Ärzte Zeitung, 19.03.2013
 

Anlagen-Kolumne

Immobilien immer beliebter

Der Aufwärtstrend von Gold geht zu Ende, jetzt gewinnen die Immobilien die Gunst der Anleger.

Von Gottfried Urban

Immobilien immer beliebter

Immobilien rangieren mit 46 Prozent in einer Befragung des Bundesverbands deutscher Banken an Platz eins bei den beliebtesten Sachwertanlagen 2013, gefolgt vom Gold mit rund einem Drittel.

Nach wie vor treibt die Anleger vor allem die Angst vor Inflation dazu, in Gold zu investieren. Seit 2001 konnten Gold-Investoren jedes Jahr Gewinne einstreichen.

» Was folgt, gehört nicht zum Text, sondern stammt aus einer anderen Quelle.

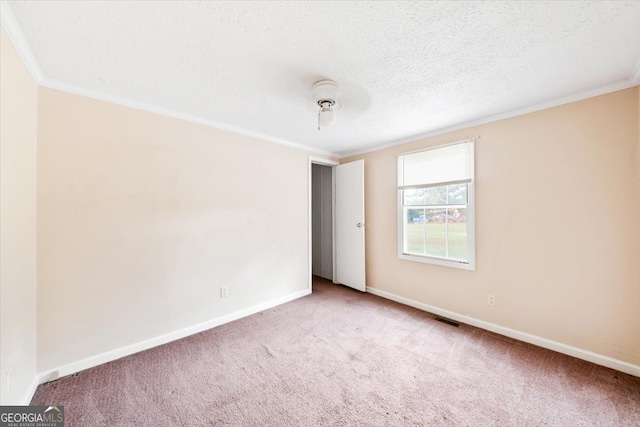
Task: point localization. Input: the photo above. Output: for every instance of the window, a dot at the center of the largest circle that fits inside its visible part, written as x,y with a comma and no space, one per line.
435,206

Doch der Kurs des Edelmetalls reagiert seit einigen Monaten nicht mehr auf negative Nachrichten. Die könnte das Ende des mehr als zwölfjährigen Aufwärtstrends bedeuten.

Der Blick in den Rückspiegel bestärkt die Käufer noch. 2001 kostete die Unze Gold lediglich 250 US-Dollar, 2011 erreichte der Kurs fast das Achtfache dieser Summe.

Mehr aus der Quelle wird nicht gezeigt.